“The last American soldiers will cross the border out of Iraq with their heads held high, proud of their success and knowing that the American people stand united in their support for our troops,” the president said. “That is how America’s military efforts in Iraq will end.”
I’m not sure how much credit the president deserves for this decision. In recent years he had taken credit for the withdrawal although it proceeded at the pace set forward in the Status of Forces Agreement (SOFA) signed by President Bush and Prime Minister Maliki, not at Obama’s pace. “But the agreement was reached with a wink-and-nod understanding that a politically palatable way would be found to keep a substantial American troop presence in the country after that date.”
Fast forward to 2011, and there is not a politically palatable reason to keep troops there because there is little reason to keep troops there at all. If the need for support increases, a new agreement can be debated. Options are now on the table, as they should be.
Possibilities being discussed are for some troops to come back in 2012, an option preferred by some Iraqi politicians who want to claim credit for ending what many here still call an occupation, even though legally it ended years ago. Other scenarios being discussed include training in the United States, in a neighboring country such as Kuwait or having some American troops come back under the auspices of NATO.
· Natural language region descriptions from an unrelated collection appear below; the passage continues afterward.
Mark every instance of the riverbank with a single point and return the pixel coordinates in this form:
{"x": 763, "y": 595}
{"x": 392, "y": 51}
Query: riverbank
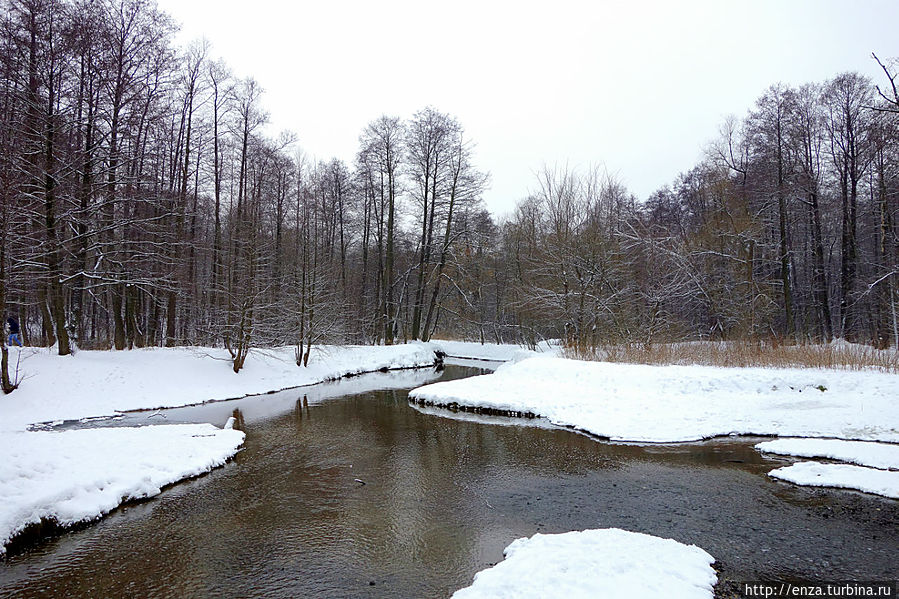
{"x": 61, "y": 478}
{"x": 667, "y": 404}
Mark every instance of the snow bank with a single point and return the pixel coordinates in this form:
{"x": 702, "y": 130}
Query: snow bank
{"x": 100, "y": 383}
{"x": 845, "y": 476}
{"x": 863, "y": 453}
{"x": 609, "y": 563}
{"x": 79, "y": 475}
{"x": 640, "y": 403}
{"x": 490, "y": 351}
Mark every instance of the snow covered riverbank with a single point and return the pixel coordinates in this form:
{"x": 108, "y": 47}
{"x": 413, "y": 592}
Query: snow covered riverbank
{"x": 492, "y": 352}
{"x": 610, "y": 563}
{"x": 101, "y": 383}
{"x": 873, "y": 467}
{"x": 639, "y": 403}
{"x": 79, "y": 475}
{"x": 74, "y": 476}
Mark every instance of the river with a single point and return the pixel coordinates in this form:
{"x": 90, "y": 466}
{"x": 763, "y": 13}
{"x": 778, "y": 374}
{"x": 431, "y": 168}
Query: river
{"x": 345, "y": 490}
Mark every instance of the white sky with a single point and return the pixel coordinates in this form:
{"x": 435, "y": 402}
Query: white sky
{"x": 637, "y": 86}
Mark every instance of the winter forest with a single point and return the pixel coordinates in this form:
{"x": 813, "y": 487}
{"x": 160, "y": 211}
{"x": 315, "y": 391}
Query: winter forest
{"x": 143, "y": 205}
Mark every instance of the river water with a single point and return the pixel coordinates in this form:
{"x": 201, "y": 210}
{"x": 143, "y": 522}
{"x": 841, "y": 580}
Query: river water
{"x": 345, "y": 490}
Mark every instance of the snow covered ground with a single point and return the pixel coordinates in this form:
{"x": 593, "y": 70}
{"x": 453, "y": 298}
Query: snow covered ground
{"x": 101, "y": 383}
{"x": 609, "y": 563}
{"x": 79, "y": 475}
{"x": 640, "y": 403}
{"x": 76, "y": 475}
{"x": 491, "y": 351}
{"x": 864, "y": 453}
{"x": 877, "y": 469}
{"x": 846, "y": 476}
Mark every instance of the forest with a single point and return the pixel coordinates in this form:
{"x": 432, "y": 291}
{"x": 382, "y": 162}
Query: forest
{"x": 144, "y": 203}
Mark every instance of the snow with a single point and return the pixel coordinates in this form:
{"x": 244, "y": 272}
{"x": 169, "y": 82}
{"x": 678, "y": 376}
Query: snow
{"x": 872, "y": 474}
{"x": 609, "y": 563}
{"x": 641, "y": 403}
{"x": 79, "y": 475}
{"x": 494, "y": 352}
{"x": 101, "y": 383}
{"x": 847, "y": 476}
{"x": 863, "y": 453}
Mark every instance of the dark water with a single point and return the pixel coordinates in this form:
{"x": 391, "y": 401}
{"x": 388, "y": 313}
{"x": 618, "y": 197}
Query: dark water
{"x": 442, "y": 497}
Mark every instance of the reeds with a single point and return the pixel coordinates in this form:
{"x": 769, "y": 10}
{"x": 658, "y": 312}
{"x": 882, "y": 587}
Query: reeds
{"x": 839, "y": 355}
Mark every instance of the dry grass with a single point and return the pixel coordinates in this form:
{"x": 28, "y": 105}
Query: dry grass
{"x": 838, "y": 355}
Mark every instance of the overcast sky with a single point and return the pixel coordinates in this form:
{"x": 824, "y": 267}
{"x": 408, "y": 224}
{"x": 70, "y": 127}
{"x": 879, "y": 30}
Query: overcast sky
{"x": 636, "y": 86}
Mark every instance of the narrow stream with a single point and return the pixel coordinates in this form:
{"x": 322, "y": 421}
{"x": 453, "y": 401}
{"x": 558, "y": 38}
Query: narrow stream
{"x": 440, "y": 497}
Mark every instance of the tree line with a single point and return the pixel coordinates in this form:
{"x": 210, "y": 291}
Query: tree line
{"x": 785, "y": 230}
{"x": 145, "y": 204}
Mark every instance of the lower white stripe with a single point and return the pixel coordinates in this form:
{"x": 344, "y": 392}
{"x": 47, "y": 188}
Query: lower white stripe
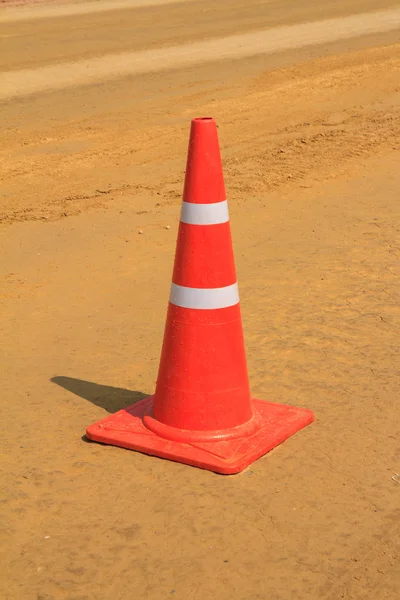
{"x": 204, "y": 214}
{"x": 204, "y": 298}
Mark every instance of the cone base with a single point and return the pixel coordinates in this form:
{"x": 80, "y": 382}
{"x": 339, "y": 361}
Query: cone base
{"x": 277, "y": 423}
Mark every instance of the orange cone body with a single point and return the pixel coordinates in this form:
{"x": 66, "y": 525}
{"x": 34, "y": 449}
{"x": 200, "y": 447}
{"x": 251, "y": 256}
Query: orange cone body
{"x": 202, "y": 413}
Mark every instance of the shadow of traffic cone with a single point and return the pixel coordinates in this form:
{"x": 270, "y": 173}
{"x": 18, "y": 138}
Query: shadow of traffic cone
{"x": 202, "y": 413}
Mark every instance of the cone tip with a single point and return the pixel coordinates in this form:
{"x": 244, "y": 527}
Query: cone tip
{"x": 203, "y": 121}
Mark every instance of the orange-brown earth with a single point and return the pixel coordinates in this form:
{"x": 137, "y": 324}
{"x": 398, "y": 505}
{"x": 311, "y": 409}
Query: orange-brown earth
{"x": 310, "y": 143}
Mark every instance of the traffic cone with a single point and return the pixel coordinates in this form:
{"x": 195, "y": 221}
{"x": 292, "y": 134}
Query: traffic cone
{"x": 202, "y": 413}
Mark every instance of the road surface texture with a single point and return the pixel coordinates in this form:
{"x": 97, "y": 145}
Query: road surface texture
{"x": 96, "y": 101}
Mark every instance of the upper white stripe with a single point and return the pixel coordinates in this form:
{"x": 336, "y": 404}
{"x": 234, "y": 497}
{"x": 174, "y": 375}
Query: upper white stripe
{"x": 204, "y": 214}
{"x": 204, "y": 298}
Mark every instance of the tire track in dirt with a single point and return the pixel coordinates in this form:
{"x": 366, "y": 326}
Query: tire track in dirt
{"x": 30, "y": 81}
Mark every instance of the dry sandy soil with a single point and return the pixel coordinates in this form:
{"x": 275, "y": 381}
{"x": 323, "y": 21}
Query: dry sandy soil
{"x": 309, "y": 134}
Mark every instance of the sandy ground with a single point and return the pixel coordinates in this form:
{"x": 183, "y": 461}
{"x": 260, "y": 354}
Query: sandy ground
{"x": 310, "y": 143}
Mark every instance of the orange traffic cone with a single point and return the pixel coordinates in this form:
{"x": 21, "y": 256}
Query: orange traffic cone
{"x": 202, "y": 413}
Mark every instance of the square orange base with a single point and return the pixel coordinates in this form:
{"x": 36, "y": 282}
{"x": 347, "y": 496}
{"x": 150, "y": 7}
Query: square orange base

In the meantime, an agreement is in place to keep more than 150 Defense Department personnel, both military and civilian, in Iraq to secure the American Embassy, manage military sales and carry out standard duties of a defense attaché and office of security cooperation. They will operate under the authority of the State Department, which will be taking the leading role in Iraq.
American officials continued to express concern about gaps in Iraq’s security capabilities to withstand what they view as continued threats of sectarian violence and Iran’s malign influence. But if those gaps are to be addressed by American military assistance, it will have to be in a different form than imagined during negotiations that faltered, and now have failed.
Overall, it’s a good thing our troops are finally coming home.